“Cometancer”

            Jim led Julia to the roof of the tower while hypnagogic images burned through his mind. Symbols in the forms of once known figures and faces seized his brain’s attention. These images were forms of visual information to Jim. The images were secrets embedded in his the past. However, they were irrelevant to their future. The images flowed and flowered for him and extended into infinity.

            They arrived at the roof of the tower. Jim made a port of bedding for her to engage the city and sea. He made her food and wrapped her in a blanket, necessary protocols to keep her alive. She thanked him with a smile in her eyes. He watched the city. It had become Babylon. It resembled TV tuned to a decayed channel. It seemed to be losing power before his eyes. Julia watched him. He seemed real to her now, vaguely human—very near concrete tangibility, not at all like cyberspace.

            She asked if he’d always had to work hard—meaning in conscious reality. He said he had. She said she had never worked, or even faced reality. She said she was rich. She told him she spent her life jacked into a cyberspace deck that projected her consciousness into the fantasy that was the matrix. Now, with the city’s infrastructure in shambles, she was trapped in the prison of her own flesh. They were equals now, the rich bound to the poor through annihilation, as if a mycotoxin had poisoned the city, leaving only Jim and Julia to pick up the pieces.

            He said he had not been human until yesterday. He had been viewed by the elite as something akin to a virus program. A self-replicating scourge on the aristocracy. She agreed, but wanted him to know the death of her cyber-reality revealed his humanistic equality to her. He did not acknowledge her revelation. He sent an archaic bottle-rocket into the television sky. The little rocket sputtered and wheezed its way down to a city street, leaving a faint glint of light on the pavement in its wake. Julia did not attend to the rocket’s flight. Instead, she thought about Freeside, her virtual home in recent times of technological prowess. She longed to cruise its bit-ridden streets again, to shower herself in the instant diversity created with a twitch of her senses. She knew now she had been reduced to her primal state. No cyber-decks, lattices, or pleasure domes would be conceived again for quite some time. Now she was just woman, but he was still just a black man. She felt lucky to be with him, a man used to being low on the ladder of success, a man used to being an outcast through color. He had lived a harsh life of torment by those possessing corporate power. He would show her the ways to live a base life with ease, to ignore the lack of exploding torrents of information and simply survive a world without affordable beauty. She knew they were the new parents of humanity.

            Jim did not notice the wonder in her expression. He stood at the edge of the tower. He sent rocket after rocket into the sky’s colorless void. The explosions caused him to flinch with each concussive reverberation, but she never moved. She only stared at him as if he was a new source of neural programming. He looked at the blank sky, trying to remember the stars. They looked chrome in his mind. The cheap chrome under which, he had lived to fulfill a meaningless destiny of servitude. Suddenly, a churning erupted in the sky and its blank expression regressed leaving a bright, brilliant star in the heavens. Jim dropped the rockets and stared at the extended crystal nerves that were the star’s points. He contemplated emotions long lost in the recesses of his mind. His soul seemed to rise above the rooftop. His eyes became silver phosphenes boiling in from the edge of space. It was as if a king had returned to his court brave and powerful—triumphant. He turned and looked at Julia. She was staring back at him.

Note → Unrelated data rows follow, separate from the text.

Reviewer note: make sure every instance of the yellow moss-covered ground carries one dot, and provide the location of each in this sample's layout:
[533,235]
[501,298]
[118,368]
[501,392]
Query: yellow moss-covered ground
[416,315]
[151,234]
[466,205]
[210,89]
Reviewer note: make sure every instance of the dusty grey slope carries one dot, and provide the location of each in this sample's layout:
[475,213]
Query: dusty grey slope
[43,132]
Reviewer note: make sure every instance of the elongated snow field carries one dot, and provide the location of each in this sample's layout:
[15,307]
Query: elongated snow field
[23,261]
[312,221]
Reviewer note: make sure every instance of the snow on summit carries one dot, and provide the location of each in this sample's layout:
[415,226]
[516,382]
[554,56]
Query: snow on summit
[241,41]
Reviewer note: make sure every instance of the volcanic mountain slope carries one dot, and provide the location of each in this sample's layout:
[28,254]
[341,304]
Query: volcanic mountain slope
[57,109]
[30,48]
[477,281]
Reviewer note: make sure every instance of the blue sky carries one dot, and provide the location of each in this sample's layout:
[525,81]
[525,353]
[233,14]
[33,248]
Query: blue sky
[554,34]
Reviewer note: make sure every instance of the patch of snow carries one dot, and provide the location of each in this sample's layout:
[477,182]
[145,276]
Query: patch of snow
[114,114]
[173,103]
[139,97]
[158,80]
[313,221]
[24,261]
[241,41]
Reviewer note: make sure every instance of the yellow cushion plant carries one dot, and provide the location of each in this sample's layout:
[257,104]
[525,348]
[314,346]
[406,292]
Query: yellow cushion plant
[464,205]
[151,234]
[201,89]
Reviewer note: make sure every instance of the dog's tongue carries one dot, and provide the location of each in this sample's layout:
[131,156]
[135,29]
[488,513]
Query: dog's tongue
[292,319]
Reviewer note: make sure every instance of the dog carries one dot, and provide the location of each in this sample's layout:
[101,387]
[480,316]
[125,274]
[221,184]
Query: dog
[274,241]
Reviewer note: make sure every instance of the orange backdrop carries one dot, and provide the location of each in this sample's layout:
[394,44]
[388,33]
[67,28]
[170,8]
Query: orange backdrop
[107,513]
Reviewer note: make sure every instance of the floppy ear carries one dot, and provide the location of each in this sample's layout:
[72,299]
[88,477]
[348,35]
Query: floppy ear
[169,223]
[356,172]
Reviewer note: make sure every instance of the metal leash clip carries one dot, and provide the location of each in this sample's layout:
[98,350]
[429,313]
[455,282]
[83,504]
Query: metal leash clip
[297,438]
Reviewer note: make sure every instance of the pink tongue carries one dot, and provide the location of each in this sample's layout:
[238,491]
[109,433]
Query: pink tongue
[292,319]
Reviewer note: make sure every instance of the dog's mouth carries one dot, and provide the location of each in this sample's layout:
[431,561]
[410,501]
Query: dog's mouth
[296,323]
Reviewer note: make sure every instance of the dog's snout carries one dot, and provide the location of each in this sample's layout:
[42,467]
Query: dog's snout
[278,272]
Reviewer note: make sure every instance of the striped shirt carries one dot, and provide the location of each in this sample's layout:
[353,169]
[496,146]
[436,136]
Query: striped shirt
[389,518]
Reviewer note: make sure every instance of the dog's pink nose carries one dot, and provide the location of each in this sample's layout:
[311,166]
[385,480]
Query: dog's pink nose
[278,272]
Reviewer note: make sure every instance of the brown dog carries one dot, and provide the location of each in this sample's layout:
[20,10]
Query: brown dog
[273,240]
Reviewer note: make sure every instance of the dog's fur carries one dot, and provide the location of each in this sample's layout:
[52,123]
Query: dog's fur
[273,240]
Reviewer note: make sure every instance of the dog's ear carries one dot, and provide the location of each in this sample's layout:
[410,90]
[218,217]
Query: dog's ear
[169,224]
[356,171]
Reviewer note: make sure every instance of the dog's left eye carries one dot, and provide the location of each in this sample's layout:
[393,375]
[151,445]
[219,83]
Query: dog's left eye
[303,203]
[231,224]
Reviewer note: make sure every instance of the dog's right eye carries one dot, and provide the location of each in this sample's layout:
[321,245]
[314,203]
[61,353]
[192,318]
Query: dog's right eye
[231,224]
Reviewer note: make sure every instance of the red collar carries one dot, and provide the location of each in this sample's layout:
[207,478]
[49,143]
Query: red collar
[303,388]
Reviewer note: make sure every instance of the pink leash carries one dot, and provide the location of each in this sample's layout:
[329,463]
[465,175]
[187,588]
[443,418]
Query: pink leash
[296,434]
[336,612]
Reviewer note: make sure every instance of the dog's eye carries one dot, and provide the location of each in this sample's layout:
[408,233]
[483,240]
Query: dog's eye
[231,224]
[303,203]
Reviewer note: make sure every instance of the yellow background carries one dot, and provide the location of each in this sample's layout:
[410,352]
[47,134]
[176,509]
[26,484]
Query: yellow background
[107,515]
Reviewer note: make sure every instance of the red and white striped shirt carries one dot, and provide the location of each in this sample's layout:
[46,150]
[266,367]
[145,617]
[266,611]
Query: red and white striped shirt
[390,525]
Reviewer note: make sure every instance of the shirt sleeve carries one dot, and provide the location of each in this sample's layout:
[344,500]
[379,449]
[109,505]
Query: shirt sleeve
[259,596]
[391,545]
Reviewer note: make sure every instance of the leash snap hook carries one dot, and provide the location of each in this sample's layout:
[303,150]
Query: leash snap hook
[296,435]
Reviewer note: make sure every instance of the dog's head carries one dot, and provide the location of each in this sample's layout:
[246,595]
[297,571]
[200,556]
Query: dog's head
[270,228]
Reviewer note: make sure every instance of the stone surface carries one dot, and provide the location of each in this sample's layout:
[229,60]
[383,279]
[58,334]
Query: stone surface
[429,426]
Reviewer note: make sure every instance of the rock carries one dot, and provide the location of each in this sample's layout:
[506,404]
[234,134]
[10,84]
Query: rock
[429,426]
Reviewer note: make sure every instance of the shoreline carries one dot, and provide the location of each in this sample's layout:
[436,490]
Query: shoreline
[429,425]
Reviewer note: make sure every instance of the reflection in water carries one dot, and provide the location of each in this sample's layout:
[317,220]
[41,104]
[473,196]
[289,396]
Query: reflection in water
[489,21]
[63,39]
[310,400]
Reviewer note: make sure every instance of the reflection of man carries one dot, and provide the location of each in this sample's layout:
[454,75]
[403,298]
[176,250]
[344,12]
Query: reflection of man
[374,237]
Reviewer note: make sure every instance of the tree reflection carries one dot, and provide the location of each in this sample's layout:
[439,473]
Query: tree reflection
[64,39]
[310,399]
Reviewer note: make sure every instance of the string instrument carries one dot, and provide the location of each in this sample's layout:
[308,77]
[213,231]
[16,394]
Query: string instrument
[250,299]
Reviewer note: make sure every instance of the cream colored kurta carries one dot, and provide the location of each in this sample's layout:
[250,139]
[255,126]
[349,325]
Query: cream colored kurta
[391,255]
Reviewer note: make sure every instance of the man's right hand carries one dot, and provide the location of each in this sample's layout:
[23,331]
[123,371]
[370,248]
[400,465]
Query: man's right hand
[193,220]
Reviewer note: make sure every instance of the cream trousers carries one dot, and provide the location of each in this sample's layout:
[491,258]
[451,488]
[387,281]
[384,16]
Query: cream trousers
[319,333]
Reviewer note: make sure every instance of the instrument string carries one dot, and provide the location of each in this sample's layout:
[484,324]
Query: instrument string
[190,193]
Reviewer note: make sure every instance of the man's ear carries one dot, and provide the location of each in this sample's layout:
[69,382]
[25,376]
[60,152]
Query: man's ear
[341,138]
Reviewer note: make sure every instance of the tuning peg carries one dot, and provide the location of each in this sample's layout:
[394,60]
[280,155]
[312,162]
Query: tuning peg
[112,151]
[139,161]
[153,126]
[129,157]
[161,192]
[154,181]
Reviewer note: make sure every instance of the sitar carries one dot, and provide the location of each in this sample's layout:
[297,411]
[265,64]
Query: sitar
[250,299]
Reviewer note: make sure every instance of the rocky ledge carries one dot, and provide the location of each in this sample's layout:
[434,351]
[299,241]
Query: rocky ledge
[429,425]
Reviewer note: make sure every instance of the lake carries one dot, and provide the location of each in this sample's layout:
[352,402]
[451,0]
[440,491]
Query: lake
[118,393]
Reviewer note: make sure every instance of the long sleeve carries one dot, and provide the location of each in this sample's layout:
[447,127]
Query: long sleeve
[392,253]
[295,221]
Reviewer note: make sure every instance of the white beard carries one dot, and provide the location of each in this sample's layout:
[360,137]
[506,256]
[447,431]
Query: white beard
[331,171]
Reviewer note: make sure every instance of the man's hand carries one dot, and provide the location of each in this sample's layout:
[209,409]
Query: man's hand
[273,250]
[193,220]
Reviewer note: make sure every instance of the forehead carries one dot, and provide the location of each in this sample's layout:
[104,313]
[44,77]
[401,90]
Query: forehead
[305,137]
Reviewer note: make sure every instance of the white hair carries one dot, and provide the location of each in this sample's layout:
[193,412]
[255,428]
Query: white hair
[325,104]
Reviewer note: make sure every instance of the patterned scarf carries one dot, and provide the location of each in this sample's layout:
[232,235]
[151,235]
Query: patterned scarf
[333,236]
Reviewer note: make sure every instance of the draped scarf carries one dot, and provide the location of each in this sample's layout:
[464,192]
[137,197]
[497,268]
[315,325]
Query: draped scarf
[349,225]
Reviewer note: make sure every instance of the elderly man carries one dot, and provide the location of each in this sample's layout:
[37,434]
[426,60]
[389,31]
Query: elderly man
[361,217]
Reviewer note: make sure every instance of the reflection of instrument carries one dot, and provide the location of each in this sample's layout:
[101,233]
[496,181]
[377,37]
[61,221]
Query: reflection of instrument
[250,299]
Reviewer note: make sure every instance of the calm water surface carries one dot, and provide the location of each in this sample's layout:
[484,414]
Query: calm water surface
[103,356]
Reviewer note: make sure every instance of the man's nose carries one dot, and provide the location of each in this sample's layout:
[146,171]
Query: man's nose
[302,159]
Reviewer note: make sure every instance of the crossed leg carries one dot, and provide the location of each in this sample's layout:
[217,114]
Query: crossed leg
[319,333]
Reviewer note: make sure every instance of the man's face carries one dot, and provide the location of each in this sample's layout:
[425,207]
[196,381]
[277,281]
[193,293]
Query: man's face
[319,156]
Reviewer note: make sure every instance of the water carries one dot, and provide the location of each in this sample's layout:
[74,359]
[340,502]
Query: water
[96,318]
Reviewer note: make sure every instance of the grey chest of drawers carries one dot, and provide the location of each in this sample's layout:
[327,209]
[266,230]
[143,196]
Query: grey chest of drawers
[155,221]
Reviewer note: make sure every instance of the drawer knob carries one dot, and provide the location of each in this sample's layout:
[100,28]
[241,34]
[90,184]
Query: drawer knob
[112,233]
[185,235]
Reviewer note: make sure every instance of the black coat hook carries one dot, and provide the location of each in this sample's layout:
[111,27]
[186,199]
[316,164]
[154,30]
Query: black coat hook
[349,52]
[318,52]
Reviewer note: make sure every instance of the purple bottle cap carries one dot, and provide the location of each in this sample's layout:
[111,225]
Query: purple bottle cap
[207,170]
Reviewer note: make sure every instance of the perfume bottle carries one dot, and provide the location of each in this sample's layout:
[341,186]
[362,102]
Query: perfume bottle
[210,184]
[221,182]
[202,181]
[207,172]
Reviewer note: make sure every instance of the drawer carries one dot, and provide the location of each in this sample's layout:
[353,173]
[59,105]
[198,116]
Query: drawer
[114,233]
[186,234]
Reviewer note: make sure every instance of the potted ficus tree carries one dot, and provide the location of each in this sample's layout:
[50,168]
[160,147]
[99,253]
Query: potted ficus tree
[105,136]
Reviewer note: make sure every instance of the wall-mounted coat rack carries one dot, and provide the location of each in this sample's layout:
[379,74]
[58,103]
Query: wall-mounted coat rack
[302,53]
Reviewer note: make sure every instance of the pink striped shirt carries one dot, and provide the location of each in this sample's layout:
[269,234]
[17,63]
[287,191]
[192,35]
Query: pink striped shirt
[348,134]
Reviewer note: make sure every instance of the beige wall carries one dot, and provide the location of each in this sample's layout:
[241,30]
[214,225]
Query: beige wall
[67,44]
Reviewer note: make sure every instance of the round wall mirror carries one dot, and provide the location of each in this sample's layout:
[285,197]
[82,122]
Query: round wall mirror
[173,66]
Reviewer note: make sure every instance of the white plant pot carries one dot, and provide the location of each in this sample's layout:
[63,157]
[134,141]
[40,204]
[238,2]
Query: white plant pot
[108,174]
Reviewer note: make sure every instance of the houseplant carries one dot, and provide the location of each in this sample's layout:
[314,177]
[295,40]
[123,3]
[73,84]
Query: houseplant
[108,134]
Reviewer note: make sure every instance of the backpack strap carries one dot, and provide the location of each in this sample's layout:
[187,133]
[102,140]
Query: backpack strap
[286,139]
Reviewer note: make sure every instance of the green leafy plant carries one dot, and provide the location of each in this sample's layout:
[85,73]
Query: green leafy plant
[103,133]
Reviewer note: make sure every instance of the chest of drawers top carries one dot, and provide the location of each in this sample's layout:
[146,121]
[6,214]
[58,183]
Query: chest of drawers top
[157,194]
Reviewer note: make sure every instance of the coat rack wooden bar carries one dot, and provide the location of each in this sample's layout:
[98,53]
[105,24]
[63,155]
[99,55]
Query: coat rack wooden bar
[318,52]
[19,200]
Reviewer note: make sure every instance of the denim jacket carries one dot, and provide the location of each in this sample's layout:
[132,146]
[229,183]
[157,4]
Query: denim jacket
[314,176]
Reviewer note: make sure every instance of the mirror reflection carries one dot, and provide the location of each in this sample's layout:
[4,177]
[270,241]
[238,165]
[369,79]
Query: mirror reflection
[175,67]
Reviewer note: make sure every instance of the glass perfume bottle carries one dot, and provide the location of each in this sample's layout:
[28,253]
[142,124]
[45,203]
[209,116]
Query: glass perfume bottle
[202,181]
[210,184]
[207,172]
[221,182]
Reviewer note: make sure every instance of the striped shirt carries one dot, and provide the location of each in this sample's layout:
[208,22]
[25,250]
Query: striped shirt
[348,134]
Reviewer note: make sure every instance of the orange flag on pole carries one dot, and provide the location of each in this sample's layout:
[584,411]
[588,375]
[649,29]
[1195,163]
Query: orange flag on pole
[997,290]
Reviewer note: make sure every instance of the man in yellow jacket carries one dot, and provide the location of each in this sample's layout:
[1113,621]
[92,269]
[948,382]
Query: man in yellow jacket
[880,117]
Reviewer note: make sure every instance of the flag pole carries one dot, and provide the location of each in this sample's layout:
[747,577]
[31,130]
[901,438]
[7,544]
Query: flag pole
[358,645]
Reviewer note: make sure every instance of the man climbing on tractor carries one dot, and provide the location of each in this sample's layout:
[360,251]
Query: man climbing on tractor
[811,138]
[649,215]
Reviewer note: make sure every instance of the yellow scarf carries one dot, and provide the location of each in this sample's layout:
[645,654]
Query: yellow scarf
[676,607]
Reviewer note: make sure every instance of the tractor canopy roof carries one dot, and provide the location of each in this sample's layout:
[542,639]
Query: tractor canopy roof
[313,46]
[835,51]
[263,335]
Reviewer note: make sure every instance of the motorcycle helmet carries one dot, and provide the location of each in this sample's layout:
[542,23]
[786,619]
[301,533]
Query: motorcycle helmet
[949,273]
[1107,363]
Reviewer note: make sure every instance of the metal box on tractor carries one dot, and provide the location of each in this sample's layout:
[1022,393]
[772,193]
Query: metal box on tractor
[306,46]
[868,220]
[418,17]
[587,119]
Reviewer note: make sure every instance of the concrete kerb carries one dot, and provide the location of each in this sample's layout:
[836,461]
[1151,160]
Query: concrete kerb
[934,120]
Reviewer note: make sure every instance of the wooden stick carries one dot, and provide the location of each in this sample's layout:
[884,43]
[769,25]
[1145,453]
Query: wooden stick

            Their eyes met. They recognized themselves in one another. Their souls transcended the willing accommodations of the machines, the system, the parent organism, the connection of invisible lines up to hidden levels of influence. They moved toward each other. It was not desire, or mutual affection that brought them together. It was their waking from dreams: Julia’s a technologically-spliced origami trick of data paths and neural ghosts. Jim’s a black water reality of fear reflecting his inferior color’s supposed scourge on the white world. Their hands connected, intertwined, and lifted toward the singly-starred sky. They wailed at one another, “Technology is dead! Long live the raptu—”

            “Duirt, duirt!” The  shrill horn of a Honda echoed up from the city streets. They disconnected from each other in a fit of panic. Their eyes became pale ghosts and their minds raged.